Sunday, April 17, 2005

12:01 AM

I don't know how shuld i be feelin at this moment in time. Seriously, i'm totally upset. Two are my friends, one is my dear. What am i supposed to do? I'm being sandwiched in between. I've been retyping this entry over and over again thinking how to phrase my tots.

I'm too magnanimous? To don't even mind when girls say a "miss you" to him. I don't know, but hey, I'm a girl too you know. I need a sense of security. HOw am i going to cope with my life now? I got a sucky family, and now, this happens. How the hell am i gonna continue with my life? Pretend nothing has happened? No, this would cause more problems to resurface. I need moral support but who's gonna give it to me now? I'm trying hard to keep my emotions in control. No one is there for me this time around. I guess i've to cope by myself.

All i need is for you to think about how i would feel. Will all of you jus spare a fucking tot for my feelings? You guys wanna continue going against one another and make mi feel fucking worse? If all of you can bear that, go ahead. I'll forever be here to put up with all these nonsense. But i won't know when i'll do something crazy, because i find playing with the penknife pretty amusing now...or maybe i won bother looking out for cars anymore?It'll be fun to see mi fly. Wham Bam and Wee~~i can fly. Thud. Wow. HOw exciting eh? By then there'll be nothing for all of you to be upset over because the main source of the problem is gone? Right??? Mebbe i shall do just that. I'll choose the one that won't hurt that much. I've got NO FUCKING CHOICE. I jus wanna put a stop to all these nonsense for it's really driving me up against the wall. YOu don't understand and you will nver know what i'm going thru. NONE OF YOU WILL.

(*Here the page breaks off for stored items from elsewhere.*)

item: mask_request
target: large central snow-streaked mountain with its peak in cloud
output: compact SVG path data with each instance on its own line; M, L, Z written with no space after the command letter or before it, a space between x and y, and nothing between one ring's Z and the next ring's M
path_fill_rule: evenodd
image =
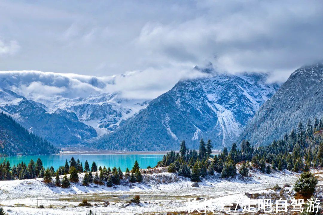
M214 147L232 144L256 110L279 88L264 74L228 75L179 81L113 133L89 141L100 149L170 150L181 140L197 148L200 138Z

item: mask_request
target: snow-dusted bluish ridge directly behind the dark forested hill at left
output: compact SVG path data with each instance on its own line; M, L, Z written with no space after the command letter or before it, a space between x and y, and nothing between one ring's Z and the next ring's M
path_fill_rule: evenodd
M48 113L45 105L4 88L0 88L0 110L56 145L78 144L97 136L95 129L79 122L75 113L61 109Z

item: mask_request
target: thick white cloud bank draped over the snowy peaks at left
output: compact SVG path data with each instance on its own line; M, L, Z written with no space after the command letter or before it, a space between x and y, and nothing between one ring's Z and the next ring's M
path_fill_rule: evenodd
M120 92L123 98L153 99L171 89L179 79L203 75L193 69L178 71L153 68L105 77L41 71L0 71L0 87L39 102L40 99L51 100L55 96L73 99L114 92Z

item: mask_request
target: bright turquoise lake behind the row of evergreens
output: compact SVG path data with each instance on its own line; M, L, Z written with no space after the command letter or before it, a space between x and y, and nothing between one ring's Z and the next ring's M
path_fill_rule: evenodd
M157 162L160 161L163 157L163 154L55 154L55 155L19 155L19 156L11 156L6 158L0 158L0 161L3 162L4 159L9 160L10 165L13 166L14 164L17 165L22 161L29 163L31 159L35 162L37 158L40 158L43 162L43 166L45 168L53 166L55 170L59 166L63 166L65 164L65 160L68 161L71 157L74 157L75 160L78 158L83 164L87 160L89 162L90 168L93 161L99 166L106 166L108 167L120 167L121 170L124 172L126 168L132 168L133 164L137 160L139 163L140 168L147 168L147 166L154 167L156 166Z

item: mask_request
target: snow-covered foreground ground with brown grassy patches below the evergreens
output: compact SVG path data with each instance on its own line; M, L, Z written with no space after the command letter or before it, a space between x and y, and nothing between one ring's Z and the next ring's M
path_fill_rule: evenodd
M187 210L186 202L190 198L213 199L212 208L215 211L223 211L221 204L238 203L240 206L247 205L250 199L246 193L268 193L276 184L283 187L288 183L291 186L298 178L298 174L275 172L263 174L257 170L249 173L251 177L242 179L224 180L218 175L208 177L199 182L199 187L192 187L189 179L179 177L172 173L164 172L144 174L144 182L121 185L108 188L91 184L71 184L70 188L63 189L49 187L41 179L0 181L0 203L5 211L11 215L85 215L89 210L100 214L153 214L170 211ZM323 185L323 173L318 173L320 185ZM80 181L83 174L79 174ZM53 178L54 180L54 178ZM284 188L287 193L292 193L292 187ZM128 204L135 195L140 195L141 204ZM38 196L38 197L37 197ZM78 207L78 204L87 199L92 204L90 208ZM109 205L104 205L109 201ZM203 200L200 200L201 210ZM44 209L36 206L43 205ZM240 210L241 212L241 210ZM157 214L158 214L157 213Z

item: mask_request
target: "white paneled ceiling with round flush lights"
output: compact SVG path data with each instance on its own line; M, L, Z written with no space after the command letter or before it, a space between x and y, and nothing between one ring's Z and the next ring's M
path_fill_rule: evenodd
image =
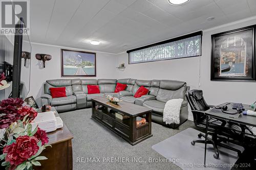
M81 1L56 0L54 10L54 0L30 1L31 40L120 53L256 15L256 0L191 0L182 6L167 0L83 0L78 7ZM215 19L207 21L209 16ZM90 45L91 39L102 43Z

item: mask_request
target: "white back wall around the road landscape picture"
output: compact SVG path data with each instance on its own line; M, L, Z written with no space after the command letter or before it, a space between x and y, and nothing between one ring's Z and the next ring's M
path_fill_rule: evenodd
M61 79L60 49L87 51L76 48L52 46L46 44L32 43L31 54L31 84L29 95L33 95L37 103L40 104L40 95L44 93L43 84L46 80ZM35 54L49 54L50 61L46 61L46 67L42 68L42 63L35 58ZM96 74L97 77L75 77L81 79L114 79L116 78L116 55L96 52Z

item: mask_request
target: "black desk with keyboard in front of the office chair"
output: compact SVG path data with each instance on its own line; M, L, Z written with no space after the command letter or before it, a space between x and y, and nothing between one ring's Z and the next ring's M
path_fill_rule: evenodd
M224 106L227 103L230 103L230 102L226 102L226 103L223 103L223 104L218 105L218 106ZM230 112L230 113L236 112L236 110L232 109L232 103L230 103L227 106L228 106L227 112ZM245 110L251 109L249 105L243 104L243 106L244 106ZM208 136L209 116L224 119L224 120L227 120L227 121L233 122L233 123L239 123L239 124L243 124L243 125L246 125L246 126L256 127L256 116L249 116L249 115L241 114L238 118L233 118L232 115L223 113L221 111L221 109L216 109L215 107L205 111L205 115L206 115L206 132L205 132L205 145L204 145L204 165L205 165L205 162L206 162L206 145L207 145L207 136Z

I know steph is jus feeling that all this really does injustice to weijian. And i know she's concerned bout me. But sometimes, things are made worse when the conflict goes on...and on...None of you will feel more hurt than me. I jus hope this whole fucking incident blows over. I don't wanna lose my dear, i don't wanna lose my friends. I know things won't be the same anymore. But i jus hope they don't ever cross borders with each other to prevent another conflict. Stop tormenting me. PLEASE. I've had enough. I jus wanna go back to the good old days. No quarrels, no nothing. It doesn't matter if they dont communicate, I'll be more than glad if they don't even talk to each other and i can get out of this tug of war. I'M BEGGIN.I'VE HAD ENUFF.

Family. Yea, right. Think i have someone to fall back onto at home? YOu got it wrong. Yea, i have, but it's not human. I pity my pillow. It's always wet cos of my crying. I cry myself to sleep very often but does anyone noes? NO. Saying i didn't sleep well is jus an excuse when i'm spotted with my eye swollen. Well, it's not noticable anyway.

I want my friends back, I want my dear back. Lastly, I want my old self back. Is that too much to ask for?